The first record of Wichsenstein Castle was not, however, until 30 October 1310, when Conrad I of Wichsenstein received 60 pounds of Haller (coins) from the Bishop of Bamberg, Wulfing of Stubenberg and in return had to "guard" the castle for ten years, i.e. fight on the side of the bishop in case of war with his part of the castle and his contingent of troops.
In 1328 Bishop Henry II gave Boppo of Wichsenstein a further hundred pounds of Haller for the part of the castle enfeoffed to him. For that he had to concede right of the bishop to buy it back; after that the castle was always a freehold of the Wichsensteins.

The Wichsensteins ran into financial difficulties, probably as a result of the economic boom of the towns during the 13th and 14th centuries and the great agricultural crisis of the second half of the 14th century, and became robber barons. George of Wichsenstein was at that time in the service of the brothers Henry and Eberhard of Berg, who had also become robber barons, and was taken prisoner in 1397 by King Wenceslaus following the siege of Spies Castle near Betzenstein. After he had betrayed several robber barons by name, he was executed in Nuremberg. In 1421 Hans II, Kunz IV, Fritz II and Hermann III of Wichsenstein engaged in a feud with the Bishopric of Bamberg and the Imperial City of Nuremberg. That same year John of Wichsenstein and Michael of Streitberg raided and sacked a Leipzig merchants convoy and captured several people, whereupon the castle of Wichsenstein was destroyed because of its role in the robberies by Bishop Albert of Wertheim who decreed that it could not be rebuilt without his permission. In 1432 the ruins were recorded as an episcopal fief that, if rebuilt, had to become an open house of the bishopric. In 1436 it reappeared as Schloss Wichsenstein. It was thus rebuilt within four years, but the extent of the destruction is unknown.

In the years that followed, parts of the castle became a fief of the ministerialis, Jörg of Rabenstein, in 1476 other parts of the castle belonged to the Wichsenstein line of Bieberbach and another line, whose estate was however still a freehold. In 1484, another line of Wichsensteins was enfeoffed with the Lower Franconian castle at Hainstatt by the Bishop of Würzburg. After 1507, all enfeoffment of the castle ceased. A mid-16th-century map shows the castle as a ruin; it was probably finally destroyed in 1525 during the Peasants' War.

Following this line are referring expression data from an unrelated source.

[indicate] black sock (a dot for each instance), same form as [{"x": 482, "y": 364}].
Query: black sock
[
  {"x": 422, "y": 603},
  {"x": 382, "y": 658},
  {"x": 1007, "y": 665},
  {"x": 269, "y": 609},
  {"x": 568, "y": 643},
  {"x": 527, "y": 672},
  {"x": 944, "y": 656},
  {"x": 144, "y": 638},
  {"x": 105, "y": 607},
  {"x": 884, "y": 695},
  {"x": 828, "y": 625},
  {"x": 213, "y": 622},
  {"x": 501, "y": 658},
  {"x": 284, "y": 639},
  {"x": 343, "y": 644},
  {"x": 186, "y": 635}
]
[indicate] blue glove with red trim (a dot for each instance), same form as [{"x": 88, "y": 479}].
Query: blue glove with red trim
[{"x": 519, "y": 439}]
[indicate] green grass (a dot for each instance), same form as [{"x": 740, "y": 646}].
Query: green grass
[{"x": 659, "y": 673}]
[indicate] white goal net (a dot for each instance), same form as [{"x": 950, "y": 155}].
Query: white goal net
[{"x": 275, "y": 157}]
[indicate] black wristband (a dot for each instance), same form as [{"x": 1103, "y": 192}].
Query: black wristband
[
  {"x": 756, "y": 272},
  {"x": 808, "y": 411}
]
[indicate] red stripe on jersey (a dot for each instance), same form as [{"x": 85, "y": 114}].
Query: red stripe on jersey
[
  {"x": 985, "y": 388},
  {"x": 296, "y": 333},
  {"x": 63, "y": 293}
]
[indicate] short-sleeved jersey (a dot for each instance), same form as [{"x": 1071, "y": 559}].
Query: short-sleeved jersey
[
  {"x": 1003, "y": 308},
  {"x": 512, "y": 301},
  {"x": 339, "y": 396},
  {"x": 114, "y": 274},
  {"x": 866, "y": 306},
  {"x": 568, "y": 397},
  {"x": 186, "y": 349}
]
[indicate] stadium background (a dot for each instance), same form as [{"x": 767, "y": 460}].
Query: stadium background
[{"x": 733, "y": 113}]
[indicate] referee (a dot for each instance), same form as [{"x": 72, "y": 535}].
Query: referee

In 1609, large parts of the ruins still survived as a document about the riding estate (Rittergut) of Wichsenstein testifies. After the family line was extinguished on the death of George of Wichsenstein zu Kirchschönbach (near Prichsenstadt) in November 1606 the Rittergut was sold on 24 November 1621 by its heirs to the Bishopric of Bamberg. In the deed of sale it was shown, however, as owned by free nobility, which was not the case for an episcopal fiefdom. Also, the castle was not mentioned.

In 1828 the canon (Domkapitular), Franz Karl Freiherr von Münster, made the summit of the rock on which the castle stood, accessible. In 1876 large remnants of the ruins remained visible. In 1879 the state construction office in Bayreuth said that "apart from rocks there were still wall remains in the surrounding lower levels and in the private forest".

Today there are no traces of the castle left. Its site, which is open to the public, is a viewing rock and may be ascended from Wichsenstein on 207 steps.

The protected monument, which is described by the Bavarian State Office for Monument Protection as a "mediaeval castle site", bears the monument number D-4-6233-0095.

== Literature ==
- Walter Heinz: Ehemalige Adelssitze im Trubachtal – Ein Wegweiser für Heimatfreunde und Wanderer. Palm und Enke Verlag, Erlangen und Jena, 1996, ISBN 3-7896-0554-9, pp. 244–257.
- Gustav Voit, Walter Rüfer: Eine Burgenreise durch die Fränkische Schweiz, 2nd edition, Palm und Enke Verlag, Erlangen, 1991, ISBN 3-7896-0064-4, pp. 217–220.
- Hellmut Kunstmann: Die Burgen der südwestlichen Fränkischen Schweiz. 2nd edition, Kommissionsverlag Degener & Co., Neustadt an der Aisch, 1990, pp. 244–248.